WASHINGTON, March 8 (Reuters) - Executive compensation disclosures, recently expanded under new regulations, are in some cases suffering from “overlawyering” and need to be written in plain English, the chairman of the U.S. Securities and Exchange Commission said on Thursday.
Speaking at the Corporate Counsel Institute’s annual symposium, Christopher Cox said that some explanations of executive compensation in companies’ proxy statements are running more than 40 pages, yet not telling investors enough about how the bosses are being paid.
“This slavish adherence to boilerplate disclosure is what we’re trying to stamp out,” Cox said.
Cox encouraged the lawyer-dominated audience to “plainly tell the executive compensation story.”
He also said the SEC will be electronically tagging the executive compensation data released in proxy statements.
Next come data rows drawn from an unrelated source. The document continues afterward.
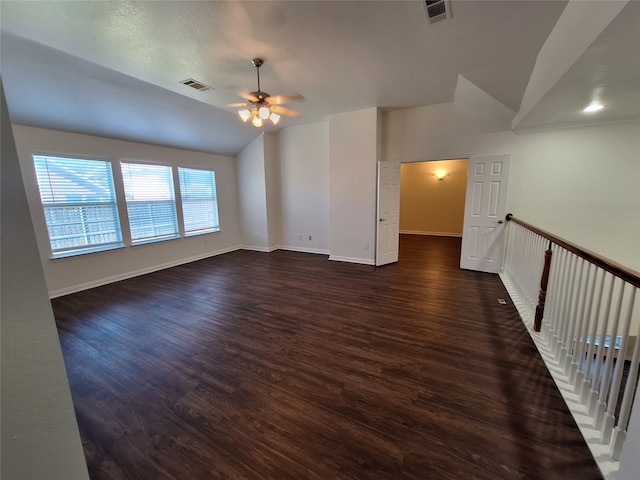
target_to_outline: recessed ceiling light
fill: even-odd
[[[602,110],[603,108],[604,108],[604,105],[602,105],[601,103],[592,103],[582,111],[584,113],[593,113],[593,112],[597,112],[598,110]]]

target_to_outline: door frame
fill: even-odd
[[[442,155],[442,156],[437,156],[437,157],[425,157],[425,158],[411,160],[411,161],[400,160],[399,163],[400,164],[404,164],[404,163],[424,163],[424,162],[438,162],[438,161],[447,161],[447,160],[467,160],[467,161],[469,161],[471,159],[471,157],[502,156],[502,155],[506,155],[510,159],[513,158],[513,154],[511,154],[511,153],[503,153],[503,154],[499,154],[499,155],[477,154],[477,153],[473,153],[473,154],[472,153],[461,153],[459,155]],[[467,177],[469,175],[469,169],[470,169],[470,162],[467,165]],[[469,193],[467,190],[468,190],[468,185],[467,185],[467,187],[465,187],[465,196]],[[399,189],[398,195],[400,195],[401,191],[402,191],[402,182],[400,182],[400,189]],[[507,190],[507,195],[508,195],[508,190]],[[466,205],[466,201],[465,201],[464,215],[466,216],[466,214],[467,214],[467,205]],[[377,220],[377,217],[376,217],[376,220]],[[376,226],[376,229],[377,229],[377,226]],[[464,235],[465,235],[465,232],[464,232],[464,227],[463,227],[462,237],[460,237],[462,239],[462,241],[464,241]],[[400,234],[398,234],[398,237],[399,236],[400,236]],[[502,264],[502,261],[504,260],[504,248],[505,248],[505,245],[503,245],[502,249],[501,249],[501,258],[500,258],[500,263],[501,264]],[[461,252],[461,255],[462,255],[462,252]]]

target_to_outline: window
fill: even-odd
[[[178,167],[178,176],[185,235],[220,230],[215,172]]]
[[[53,258],[220,231],[213,170],[122,162],[114,178],[109,161],[33,160]],[[129,217],[124,234],[118,203]]]
[[[33,160],[54,258],[123,246],[111,163]]]
[[[178,237],[171,167],[122,163],[133,244]]]

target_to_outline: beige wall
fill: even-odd
[[[467,160],[403,163],[400,232],[462,236]],[[446,176],[438,180],[437,172]]]

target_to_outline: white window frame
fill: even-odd
[[[132,173],[140,173],[139,171],[135,172],[135,170],[145,167],[152,171],[164,171],[163,173],[166,175],[165,180],[167,180],[168,183],[163,185],[161,176],[156,176],[155,182],[149,182],[146,184],[144,184],[144,182],[139,182],[137,179],[134,180],[131,177]],[[120,162],[120,169],[122,172],[122,183],[124,186],[125,203],[127,206],[131,245],[142,245],[145,243],[161,242],[164,240],[180,238],[180,222],[178,222],[176,206],[176,185],[173,175],[174,167],[161,163],[122,161]],[[155,197],[154,189],[156,190]],[[160,193],[159,191],[163,189],[165,191]],[[149,224],[143,225],[143,227],[138,227],[132,223],[135,222],[135,218],[132,218],[132,211],[134,208],[144,208],[145,206],[151,215],[148,220],[151,221]],[[164,216],[156,216],[154,211],[157,212],[158,207],[168,208],[170,213]],[[151,234],[138,236],[137,230],[142,228],[148,229],[148,233]]]
[[[189,172],[209,174],[210,182],[200,184],[186,183]],[[216,186],[216,172],[207,168],[177,167],[178,185],[180,190],[180,203],[182,211],[182,226],[185,237],[203,235],[220,231],[220,216],[218,212],[218,194]],[[193,208],[191,207],[193,206]],[[204,217],[199,223],[199,228],[188,228],[197,221],[192,221],[194,214],[202,214]]]
[[[39,153],[34,153],[32,157],[51,258],[124,247],[115,175],[110,161]],[[80,169],[74,172],[74,164],[80,166],[83,162],[103,167],[105,176],[94,179],[87,176],[99,173],[99,169],[91,171],[87,168],[86,171]],[[91,200],[91,197],[102,198]],[[75,245],[56,246],[65,238]]]

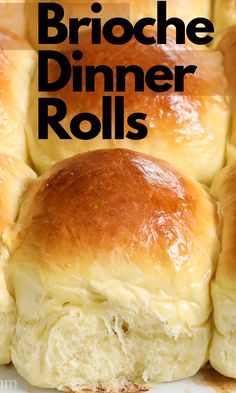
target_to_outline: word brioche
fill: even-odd
[[[93,3],[91,10],[94,13],[99,13],[102,10],[100,3]],[[49,11],[54,11],[53,18],[49,17]],[[125,18],[112,18],[101,26],[101,19],[99,18],[71,18],[69,19],[69,27],[63,24],[61,20],[64,17],[64,9],[57,3],[39,3],[39,44],[60,44],[68,38],[69,43],[79,44],[81,27],[90,27],[91,25],[91,42],[92,44],[101,44],[101,37],[113,45],[127,44],[134,36],[138,42],[143,45],[166,44],[167,28],[174,25],[176,28],[176,44],[184,44],[186,36],[188,39],[197,45],[207,45],[213,38],[208,34],[199,37],[198,33],[213,33],[214,26],[209,19],[194,18],[185,27],[185,23],[179,18],[167,19],[166,1],[157,1],[158,21],[154,18],[142,18],[135,23],[132,23]],[[145,34],[147,26],[157,26],[156,38]],[[204,27],[198,26],[203,24]],[[114,34],[114,28],[121,26],[123,32],[120,36]],[[48,30],[53,27],[57,30],[57,34],[50,36]]]
[[[94,13],[100,13],[102,6],[100,3],[93,3],[91,9]],[[54,12],[54,16],[49,16],[49,11]],[[157,2],[157,34],[156,38],[151,34],[146,33],[146,28],[154,26],[156,19],[142,18],[133,26],[130,21],[125,18],[111,18],[101,27],[101,19],[84,17],[81,19],[71,18],[67,25],[62,22],[64,17],[64,10],[62,5],[57,3],[42,3],[39,4],[39,44],[62,44],[68,38],[69,45],[80,44],[80,30],[81,27],[90,27],[91,25],[91,43],[92,45],[101,45],[105,40],[111,45],[120,46],[128,44],[133,38],[142,45],[160,45],[167,43],[167,28],[174,25],[176,28],[176,44],[185,44],[185,37],[197,45],[206,45],[212,41],[212,37],[208,33],[214,32],[212,22],[206,18],[195,18],[190,21],[185,28],[185,23],[179,18],[167,19],[166,2]],[[199,26],[201,25],[201,26]],[[202,25],[204,25],[202,27]],[[119,27],[119,34],[115,34],[115,29]],[[56,30],[53,36],[49,34],[49,28]],[[154,30],[153,30],[154,31]],[[150,32],[150,31],[149,31]],[[199,36],[199,33],[205,33]],[[69,35],[69,37],[68,37]],[[88,36],[87,36],[88,38]],[[79,48],[79,46],[78,46]],[[86,92],[95,92],[96,83],[95,77],[97,74],[104,76],[104,92],[123,92],[126,89],[126,78],[128,74],[133,74],[135,78],[135,92],[144,92],[144,84],[149,89],[157,93],[164,93],[172,89],[175,92],[183,92],[185,90],[185,78],[189,74],[194,74],[197,66],[190,64],[182,66],[176,64],[174,69],[170,69],[166,65],[153,66],[147,70],[146,75],[141,67],[130,64],[124,66],[117,64],[116,73],[108,65],[101,64],[98,66],[87,65],[85,70],[81,66],[72,65],[71,60],[80,61],[83,53],[78,50],[72,52],[72,58],[69,60],[65,55],[56,50],[39,50],[39,91],[58,91],[64,88],[70,80],[70,88],[73,92],[80,92],[86,86]],[[60,76],[56,81],[48,81],[48,63],[56,61],[60,65]],[[85,82],[82,83],[82,75],[85,74]],[[114,86],[116,80],[116,87]],[[103,99],[103,108],[106,107],[106,98]],[[109,105],[109,104],[108,104]],[[133,139],[140,140],[147,136],[148,127],[145,123],[147,113],[142,111],[129,114],[127,119],[124,119],[125,102],[115,97],[115,116],[118,123],[123,123],[125,120],[128,125],[128,132],[115,135],[115,139]],[[49,114],[49,107],[56,109],[56,114],[53,116]],[[103,110],[103,109],[102,109]],[[55,112],[55,111],[54,111]],[[48,139],[48,131],[45,129],[50,125],[51,129],[61,139],[70,139],[76,137],[78,139],[93,139],[101,131],[101,121],[99,118],[90,112],[78,113],[71,120],[70,130],[71,134],[65,130],[61,125],[61,120],[66,117],[67,108],[62,99],[48,99],[40,98],[39,100],[39,118],[43,119],[43,124],[39,123],[39,139]],[[91,125],[90,131],[82,129],[82,123],[88,122]],[[46,123],[46,124],[45,124]],[[103,139],[111,139],[109,134],[102,135]]]

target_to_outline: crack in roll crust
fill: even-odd
[[[18,372],[75,392],[195,374],[207,358],[216,227],[208,194],[165,161],[114,149],[56,164],[8,241]]]

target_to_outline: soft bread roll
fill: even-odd
[[[152,30],[149,33],[155,34]],[[41,93],[43,97],[57,97],[66,103],[67,115],[60,124],[72,136],[70,140],[60,139],[50,127],[48,139],[39,140],[38,107],[34,105],[38,98],[38,77],[35,75],[31,92],[28,136],[31,159],[38,171],[42,173],[53,163],[76,153],[98,148],[122,147],[166,159],[196,179],[210,183],[224,163],[229,118],[229,108],[224,97],[226,82],[221,54],[206,48],[202,51],[194,51],[190,44],[176,45],[172,33],[169,33],[168,44],[159,46],[145,46],[133,39],[117,50],[115,45],[109,43],[92,45],[89,42],[90,32],[84,32],[79,46],[84,56],[79,62],[71,58],[73,50],[77,47],[65,46],[62,53],[73,65],[85,67],[106,64],[114,70],[114,73],[117,64],[128,66],[134,63],[134,59],[135,64],[142,67],[145,72],[156,64],[165,64],[172,70],[177,64],[184,66],[196,64],[198,69],[194,75],[189,74],[186,77],[185,94],[174,94],[173,90],[167,93],[155,93],[147,86],[144,93],[135,92],[132,74],[126,77],[125,93],[104,93],[102,75],[96,76],[94,93],[75,93],[71,82],[57,92]],[[58,75],[60,75],[58,63],[54,60],[49,61],[49,81],[55,81]],[[84,80],[83,89],[85,89]],[[115,139],[114,108],[112,140],[104,140],[102,131],[96,138],[87,141],[79,140],[70,133],[73,116],[81,112],[90,112],[102,119],[102,96],[114,97],[119,94],[125,97],[125,135],[129,129],[126,119],[131,113],[147,114],[144,123],[149,133],[143,140]],[[54,107],[50,107],[50,110],[51,114],[55,113]],[[82,127],[83,131],[87,131],[90,129],[90,124],[87,122]]]
[[[33,171],[25,164],[0,154],[0,364],[10,362],[10,342],[15,323],[15,305],[4,273],[8,260],[6,232],[17,216],[20,197],[34,177]]]
[[[224,168],[212,185],[222,214],[222,247],[212,283],[215,330],[210,362],[221,374],[236,378],[236,166]]]
[[[24,0],[0,0],[0,27],[25,36]]]
[[[9,242],[18,372],[73,392],[195,374],[207,359],[216,227],[208,194],[165,161],[109,149],[53,166]]]
[[[236,24],[235,0],[214,0],[214,26],[217,32]]]
[[[0,152],[26,160],[25,127],[34,51],[0,30]],[[34,103],[35,105],[35,103]]]
[[[227,143],[227,162],[236,161],[236,25],[217,37],[217,47],[223,53],[225,75],[228,81],[229,98],[231,101],[231,124]]]
[[[46,2],[43,0],[42,2]],[[123,17],[129,19],[133,24],[144,17],[158,18],[157,2],[156,0],[110,0],[99,1],[102,4],[102,11],[95,14],[91,11],[91,0],[71,1],[60,0],[52,1],[52,3],[59,3],[64,8],[64,23],[67,23],[68,18],[83,18],[99,17],[103,22],[114,17]],[[95,3],[95,1],[94,1]],[[198,17],[210,18],[211,16],[211,0],[192,0],[186,5],[185,0],[167,0],[167,17],[181,18],[185,23]],[[27,16],[27,32],[30,42],[38,47],[38,1],[26,1],[26,16]],[[55,31],[53,32],[55,34]]]

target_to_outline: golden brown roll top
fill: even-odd
[[[0,154],[0,364],[10,361],[10,342],[15,321],[15,306],[5,281],[8,251],[7,230],[18,214],[22,194],[35,175],[20,161]]]
[[[0,152],[27,158],[25,127],[34,52],[22,39],[0,30]]]
[[[213,21],[217,32],[236,24],[235,0],[214,0]]]
[[[9,242],[19,373],[76,392],[193,375],[207,358],[216,232],[207,193],[165,161],[108,149],[56,164]]]
[[[48,268],[51,263],[66,268],[70,249],[71,267],[81,255],[84,269],[100,251],[123,248],[141,270],[155,270],[159,260],[158,270],[188,275],[184,261],[195,249],[193,237],[204,243],[209,213],[213,219],[202,189],[170,164],[129,150],[95,151],[58,163],[38,180],[21,212],[18,228],[23,224],[26,230],[20,231],[20,248],[37,252]]]
[[[236,166],[224,168],[212,185],[222,215],[221,253],[212,283],[215,331],[210,361],[222,374],[236,378]]]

The agency will then put an interactive data link on the Internet around June, which will allow the public to compare compensation data for several hundred of the largest companies.
“Investors have a right to this information,” Cox said.
Under the SEC’s new pay disclosure rule, companies must include in their annual proxies a single number that combines salary, bonus, perks and other compensation awarded to each top executive in a given year.
Companies have also been expanding their explanation of the compensation figures in the proxy statements.
Soaring executive pay has drawn criticism from investors and lawmakers. Massachusetts Democrat Barney Frank, the chairman of the U.S. House Financial Services Committee has characterized executive compensation as having run amok.
Recent big exit packages for two prominent executives, ex-Pfizer (PFE.N) chief Hank McKinnell and former Home Depot (HD.N) CEO Robert Nardelli, has further fueled the debate over executive compensation.
Cox, a former Republican congressman from California and a strong advocate of free markets, has said it is in the interest of shareholders to get the best possible executive talent at the lowest possible price.